Example for 0.1V voltage drop compensation, assuming base voltage 5.1V:
- 0A → 5.1V
- 1A → 5.2V
- 2A → 5.3V
- 3A → 5.4V
This Powstro HKL-USB32 wall charger does exactly that:
That's because through longer cables, the charging IC of mobile phones sees a voltage drop which makes the charging controller falsely consider the charger exhausted. The charger partially compensates for that, to “fool” the mobile phone into drawing a higher current.
When connecting a female USB port to the terminals of a variable laboratory bench power supply (correct polarity regarded), increasing the voltage manually subsequently only increases the charging speed on powerbanks, which only pay attention to the momentary voltage, not the initial voltage drop.
Mobile phones however choose a current at the moment when connecting it to the charger, and then hang onto it, no matter how much the voltage increases afterwards. (No overvoltage. Many mobile phones, including the one I used to test it, support 9V and 12V for fast charging standards. All tests at my own risk.)

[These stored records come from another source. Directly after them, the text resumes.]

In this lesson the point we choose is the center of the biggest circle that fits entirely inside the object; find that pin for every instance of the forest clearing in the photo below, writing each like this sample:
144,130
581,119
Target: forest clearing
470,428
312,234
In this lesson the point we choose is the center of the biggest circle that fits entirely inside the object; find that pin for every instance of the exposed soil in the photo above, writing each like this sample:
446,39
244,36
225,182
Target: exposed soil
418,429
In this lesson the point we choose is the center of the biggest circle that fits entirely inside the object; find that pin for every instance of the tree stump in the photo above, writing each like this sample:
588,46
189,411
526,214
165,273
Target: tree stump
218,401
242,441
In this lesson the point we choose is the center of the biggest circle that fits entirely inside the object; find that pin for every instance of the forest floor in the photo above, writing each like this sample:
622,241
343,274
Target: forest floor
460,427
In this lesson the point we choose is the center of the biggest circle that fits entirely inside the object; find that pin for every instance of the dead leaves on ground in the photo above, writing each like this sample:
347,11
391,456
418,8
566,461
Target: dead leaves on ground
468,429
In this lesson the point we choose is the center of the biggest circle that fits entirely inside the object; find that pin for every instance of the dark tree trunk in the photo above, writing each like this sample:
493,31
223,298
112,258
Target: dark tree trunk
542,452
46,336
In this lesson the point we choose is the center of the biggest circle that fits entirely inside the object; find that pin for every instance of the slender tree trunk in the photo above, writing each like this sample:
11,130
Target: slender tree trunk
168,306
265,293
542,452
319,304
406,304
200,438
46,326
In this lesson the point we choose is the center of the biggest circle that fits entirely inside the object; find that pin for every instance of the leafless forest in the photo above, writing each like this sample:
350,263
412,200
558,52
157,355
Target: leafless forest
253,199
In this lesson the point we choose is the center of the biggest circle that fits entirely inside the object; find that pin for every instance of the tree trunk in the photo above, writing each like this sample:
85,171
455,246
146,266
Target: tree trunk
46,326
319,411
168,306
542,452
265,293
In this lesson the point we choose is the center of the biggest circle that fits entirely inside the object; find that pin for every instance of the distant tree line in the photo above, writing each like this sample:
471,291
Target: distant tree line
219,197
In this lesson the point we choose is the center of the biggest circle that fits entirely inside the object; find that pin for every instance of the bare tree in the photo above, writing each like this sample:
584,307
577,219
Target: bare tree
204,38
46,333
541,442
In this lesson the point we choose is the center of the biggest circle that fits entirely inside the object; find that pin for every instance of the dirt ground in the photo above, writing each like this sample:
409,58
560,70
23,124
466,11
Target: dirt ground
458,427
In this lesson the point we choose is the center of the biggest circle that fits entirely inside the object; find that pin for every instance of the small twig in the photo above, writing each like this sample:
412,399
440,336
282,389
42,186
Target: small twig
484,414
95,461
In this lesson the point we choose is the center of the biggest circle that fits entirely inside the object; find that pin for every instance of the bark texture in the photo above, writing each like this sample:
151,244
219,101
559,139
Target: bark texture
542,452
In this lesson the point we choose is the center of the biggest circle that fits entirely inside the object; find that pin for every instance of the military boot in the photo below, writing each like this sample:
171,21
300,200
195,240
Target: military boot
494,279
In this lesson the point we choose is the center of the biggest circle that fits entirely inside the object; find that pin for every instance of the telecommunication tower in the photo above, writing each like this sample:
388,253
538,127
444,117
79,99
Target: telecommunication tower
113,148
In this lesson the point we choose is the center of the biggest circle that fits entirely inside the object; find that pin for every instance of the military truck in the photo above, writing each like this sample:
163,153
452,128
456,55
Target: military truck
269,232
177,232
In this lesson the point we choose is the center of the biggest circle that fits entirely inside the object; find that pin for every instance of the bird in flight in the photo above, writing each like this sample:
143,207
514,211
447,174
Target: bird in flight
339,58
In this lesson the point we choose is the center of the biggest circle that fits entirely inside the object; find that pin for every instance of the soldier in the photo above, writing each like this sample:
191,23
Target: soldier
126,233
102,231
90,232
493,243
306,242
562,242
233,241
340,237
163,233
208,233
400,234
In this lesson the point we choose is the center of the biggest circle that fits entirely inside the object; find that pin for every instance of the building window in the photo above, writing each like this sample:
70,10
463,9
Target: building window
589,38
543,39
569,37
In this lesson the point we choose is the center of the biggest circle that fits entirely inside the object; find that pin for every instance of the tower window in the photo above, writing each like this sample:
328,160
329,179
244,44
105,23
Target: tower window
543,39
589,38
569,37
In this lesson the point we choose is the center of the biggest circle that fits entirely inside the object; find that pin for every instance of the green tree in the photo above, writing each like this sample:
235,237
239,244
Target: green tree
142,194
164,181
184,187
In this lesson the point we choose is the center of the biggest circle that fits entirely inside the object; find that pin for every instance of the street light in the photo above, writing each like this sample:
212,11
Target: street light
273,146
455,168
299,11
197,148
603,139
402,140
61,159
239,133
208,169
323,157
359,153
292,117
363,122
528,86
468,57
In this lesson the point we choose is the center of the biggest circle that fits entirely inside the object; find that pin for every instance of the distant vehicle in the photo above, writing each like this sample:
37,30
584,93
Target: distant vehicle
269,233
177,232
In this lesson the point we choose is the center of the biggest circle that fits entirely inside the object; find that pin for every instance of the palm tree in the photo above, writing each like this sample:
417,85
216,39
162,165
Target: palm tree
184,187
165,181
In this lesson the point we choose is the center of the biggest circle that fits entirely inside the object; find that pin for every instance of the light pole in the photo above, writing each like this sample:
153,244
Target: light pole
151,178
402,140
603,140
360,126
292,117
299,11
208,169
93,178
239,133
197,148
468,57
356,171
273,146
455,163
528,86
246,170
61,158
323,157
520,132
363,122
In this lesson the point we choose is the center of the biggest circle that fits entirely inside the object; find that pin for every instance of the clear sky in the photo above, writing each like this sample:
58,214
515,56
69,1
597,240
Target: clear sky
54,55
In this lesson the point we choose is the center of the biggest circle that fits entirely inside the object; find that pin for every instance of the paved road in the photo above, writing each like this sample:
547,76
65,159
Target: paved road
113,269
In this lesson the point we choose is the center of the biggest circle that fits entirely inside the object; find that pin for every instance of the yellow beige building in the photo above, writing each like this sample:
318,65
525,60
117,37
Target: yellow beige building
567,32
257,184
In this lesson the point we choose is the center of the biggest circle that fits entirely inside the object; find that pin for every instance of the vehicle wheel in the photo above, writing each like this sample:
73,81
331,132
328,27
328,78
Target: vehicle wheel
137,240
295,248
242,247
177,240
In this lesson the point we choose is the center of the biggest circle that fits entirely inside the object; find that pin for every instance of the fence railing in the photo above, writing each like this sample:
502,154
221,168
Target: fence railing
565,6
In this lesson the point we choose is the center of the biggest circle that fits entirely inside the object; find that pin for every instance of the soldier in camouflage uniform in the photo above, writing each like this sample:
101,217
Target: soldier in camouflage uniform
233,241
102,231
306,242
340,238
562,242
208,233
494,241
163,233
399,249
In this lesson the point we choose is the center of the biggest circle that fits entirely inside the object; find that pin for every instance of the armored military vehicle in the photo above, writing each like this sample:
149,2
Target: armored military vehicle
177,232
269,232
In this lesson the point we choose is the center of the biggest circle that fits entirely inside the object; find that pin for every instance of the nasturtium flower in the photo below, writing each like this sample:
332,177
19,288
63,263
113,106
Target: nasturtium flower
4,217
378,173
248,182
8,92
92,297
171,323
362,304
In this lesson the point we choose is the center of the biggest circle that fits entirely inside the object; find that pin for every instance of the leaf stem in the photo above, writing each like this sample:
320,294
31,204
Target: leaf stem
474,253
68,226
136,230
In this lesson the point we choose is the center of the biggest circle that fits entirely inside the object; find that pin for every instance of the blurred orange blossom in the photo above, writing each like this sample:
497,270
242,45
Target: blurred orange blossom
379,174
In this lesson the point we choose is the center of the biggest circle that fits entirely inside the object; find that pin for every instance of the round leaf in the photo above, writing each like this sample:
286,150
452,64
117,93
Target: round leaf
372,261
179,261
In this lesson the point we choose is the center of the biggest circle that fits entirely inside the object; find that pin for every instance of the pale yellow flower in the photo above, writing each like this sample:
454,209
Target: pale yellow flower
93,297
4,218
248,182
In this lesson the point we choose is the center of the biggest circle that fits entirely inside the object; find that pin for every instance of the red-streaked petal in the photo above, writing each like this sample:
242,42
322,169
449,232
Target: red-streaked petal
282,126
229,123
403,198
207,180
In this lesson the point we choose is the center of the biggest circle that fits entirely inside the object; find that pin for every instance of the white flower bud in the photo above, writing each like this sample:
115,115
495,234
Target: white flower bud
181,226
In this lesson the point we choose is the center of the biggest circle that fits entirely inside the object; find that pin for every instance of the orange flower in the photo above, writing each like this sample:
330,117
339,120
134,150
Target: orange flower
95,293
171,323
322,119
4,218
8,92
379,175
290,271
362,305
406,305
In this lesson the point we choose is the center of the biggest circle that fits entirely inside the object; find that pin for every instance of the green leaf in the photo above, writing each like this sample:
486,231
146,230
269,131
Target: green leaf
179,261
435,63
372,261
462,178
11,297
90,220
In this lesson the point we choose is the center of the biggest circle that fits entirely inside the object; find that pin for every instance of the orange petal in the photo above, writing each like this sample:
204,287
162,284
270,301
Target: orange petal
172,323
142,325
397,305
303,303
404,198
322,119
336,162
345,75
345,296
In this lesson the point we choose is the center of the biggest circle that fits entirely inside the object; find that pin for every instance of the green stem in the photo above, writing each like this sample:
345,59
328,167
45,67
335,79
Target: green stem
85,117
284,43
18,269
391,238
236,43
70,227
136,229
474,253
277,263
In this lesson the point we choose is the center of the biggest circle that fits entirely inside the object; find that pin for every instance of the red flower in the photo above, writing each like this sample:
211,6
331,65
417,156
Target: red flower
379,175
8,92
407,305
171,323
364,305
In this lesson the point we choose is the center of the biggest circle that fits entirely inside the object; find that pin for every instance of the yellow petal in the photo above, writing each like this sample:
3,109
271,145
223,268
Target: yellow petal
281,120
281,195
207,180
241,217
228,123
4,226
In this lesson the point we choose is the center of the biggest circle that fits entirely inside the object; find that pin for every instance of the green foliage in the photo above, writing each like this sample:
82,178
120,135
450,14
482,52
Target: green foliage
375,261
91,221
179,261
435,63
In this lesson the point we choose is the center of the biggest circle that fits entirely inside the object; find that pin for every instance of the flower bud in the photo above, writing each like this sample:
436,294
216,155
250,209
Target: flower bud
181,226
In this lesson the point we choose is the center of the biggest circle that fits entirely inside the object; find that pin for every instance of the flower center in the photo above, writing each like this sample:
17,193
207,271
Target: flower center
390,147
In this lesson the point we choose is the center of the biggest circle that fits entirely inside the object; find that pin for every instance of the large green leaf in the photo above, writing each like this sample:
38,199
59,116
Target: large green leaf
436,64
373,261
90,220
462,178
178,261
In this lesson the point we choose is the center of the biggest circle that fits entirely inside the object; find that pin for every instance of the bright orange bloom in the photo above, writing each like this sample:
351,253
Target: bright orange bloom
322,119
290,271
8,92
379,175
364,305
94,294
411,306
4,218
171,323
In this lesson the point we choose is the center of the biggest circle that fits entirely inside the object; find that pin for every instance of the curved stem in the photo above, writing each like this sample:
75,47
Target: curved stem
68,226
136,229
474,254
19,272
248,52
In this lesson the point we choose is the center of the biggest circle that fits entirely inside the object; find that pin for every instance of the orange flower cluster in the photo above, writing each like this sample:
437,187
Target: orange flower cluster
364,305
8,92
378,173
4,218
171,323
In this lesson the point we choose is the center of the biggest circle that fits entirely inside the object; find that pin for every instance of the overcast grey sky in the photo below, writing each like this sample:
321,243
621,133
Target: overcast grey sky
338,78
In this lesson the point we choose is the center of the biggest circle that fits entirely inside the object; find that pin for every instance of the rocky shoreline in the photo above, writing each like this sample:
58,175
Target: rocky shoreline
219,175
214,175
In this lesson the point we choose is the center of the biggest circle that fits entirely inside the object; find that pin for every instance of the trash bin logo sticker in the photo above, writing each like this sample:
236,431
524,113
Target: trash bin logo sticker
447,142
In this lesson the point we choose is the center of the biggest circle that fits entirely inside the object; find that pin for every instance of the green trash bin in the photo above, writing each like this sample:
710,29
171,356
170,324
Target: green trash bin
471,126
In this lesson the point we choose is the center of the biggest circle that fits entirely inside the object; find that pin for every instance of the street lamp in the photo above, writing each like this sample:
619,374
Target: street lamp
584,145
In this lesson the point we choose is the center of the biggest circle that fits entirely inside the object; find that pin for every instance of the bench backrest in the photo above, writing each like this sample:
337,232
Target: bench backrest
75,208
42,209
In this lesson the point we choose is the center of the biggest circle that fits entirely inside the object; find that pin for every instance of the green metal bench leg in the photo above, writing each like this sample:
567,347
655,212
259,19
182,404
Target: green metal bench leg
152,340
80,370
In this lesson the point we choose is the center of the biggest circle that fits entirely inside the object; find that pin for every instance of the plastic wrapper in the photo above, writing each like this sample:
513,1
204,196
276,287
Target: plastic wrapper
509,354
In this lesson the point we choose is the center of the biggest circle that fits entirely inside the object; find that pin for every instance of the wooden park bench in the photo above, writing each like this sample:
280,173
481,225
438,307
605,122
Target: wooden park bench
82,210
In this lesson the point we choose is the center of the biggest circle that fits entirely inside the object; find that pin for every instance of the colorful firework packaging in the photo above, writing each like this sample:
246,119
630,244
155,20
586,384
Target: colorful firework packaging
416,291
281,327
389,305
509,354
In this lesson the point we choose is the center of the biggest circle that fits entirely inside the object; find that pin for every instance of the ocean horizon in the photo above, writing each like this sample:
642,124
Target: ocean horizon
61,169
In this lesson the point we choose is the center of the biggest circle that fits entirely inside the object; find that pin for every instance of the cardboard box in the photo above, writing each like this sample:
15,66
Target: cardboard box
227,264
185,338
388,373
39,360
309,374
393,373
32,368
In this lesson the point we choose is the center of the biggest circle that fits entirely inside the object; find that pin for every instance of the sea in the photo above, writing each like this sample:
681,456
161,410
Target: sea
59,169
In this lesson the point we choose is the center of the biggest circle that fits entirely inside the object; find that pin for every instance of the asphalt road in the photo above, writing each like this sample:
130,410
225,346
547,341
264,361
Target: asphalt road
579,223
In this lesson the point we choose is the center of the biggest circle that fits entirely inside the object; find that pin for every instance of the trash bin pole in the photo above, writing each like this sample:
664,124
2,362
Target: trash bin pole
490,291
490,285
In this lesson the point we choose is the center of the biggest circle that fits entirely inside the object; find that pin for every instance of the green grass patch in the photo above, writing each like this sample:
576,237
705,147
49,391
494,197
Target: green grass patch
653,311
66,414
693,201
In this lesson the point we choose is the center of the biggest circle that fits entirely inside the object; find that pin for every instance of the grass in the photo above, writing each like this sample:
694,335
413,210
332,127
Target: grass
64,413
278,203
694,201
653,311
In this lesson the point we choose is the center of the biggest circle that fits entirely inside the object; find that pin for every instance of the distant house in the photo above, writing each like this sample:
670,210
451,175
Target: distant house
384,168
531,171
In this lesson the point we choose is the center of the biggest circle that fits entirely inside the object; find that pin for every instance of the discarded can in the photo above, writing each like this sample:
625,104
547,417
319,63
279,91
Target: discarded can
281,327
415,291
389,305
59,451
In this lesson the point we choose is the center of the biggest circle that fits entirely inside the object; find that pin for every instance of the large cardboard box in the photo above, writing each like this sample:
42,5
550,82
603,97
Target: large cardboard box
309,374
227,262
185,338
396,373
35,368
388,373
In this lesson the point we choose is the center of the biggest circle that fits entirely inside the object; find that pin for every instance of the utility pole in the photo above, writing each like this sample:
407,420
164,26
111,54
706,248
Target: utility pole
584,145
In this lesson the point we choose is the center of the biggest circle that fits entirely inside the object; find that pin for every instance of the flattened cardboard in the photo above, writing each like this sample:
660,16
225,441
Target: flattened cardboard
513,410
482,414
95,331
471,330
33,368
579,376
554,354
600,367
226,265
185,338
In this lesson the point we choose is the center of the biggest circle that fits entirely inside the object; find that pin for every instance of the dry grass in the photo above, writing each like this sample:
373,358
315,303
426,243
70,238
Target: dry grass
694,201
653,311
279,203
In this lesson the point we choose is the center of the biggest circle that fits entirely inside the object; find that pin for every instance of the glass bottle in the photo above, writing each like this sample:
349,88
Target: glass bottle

Example: If I select 7 volts on the bench power supply that powers the female USB port, then enable power output while the mobile phone is already connected to the USB port, the mobile phone (which supports all input voltages from 5V to 14V, therefore no overvoltage) does choses 0.83A. When I decrease the voltage to 6 volts, it is still 0.83A. If I increase to 10V afterwards, it is still precisely 0.83A. The current can not increase, only decrease under the following conditions: If source voltage goes too low, near 4.5V, or if the battery is becoming sated (full). It can also happen that the phone chooses e.g. 6V 1.6A. Increasing to 12V would result in overwattage for the battery, therefore the current would also decrease. But the phone tries to maintain it's initially decided Ampèrage.
How do I increase the voltage in conjunction to the current?
- The goal is that the mobile phone draws it's full power over any length of wire.
- Is there any module for that? (I could not find one by searching for “Voltage Drop Compensation” and “cable drop compensation”.)
- I don't have a bench power supply with a “sense voltage” feature yet.
There are already boost voltage modules, but they are just as useful as increasing the source voltage manually.
One thing I could do is placing a boost voltage module near to the tip of the USB cable. But is there a way to increase the source voltage in conjunction?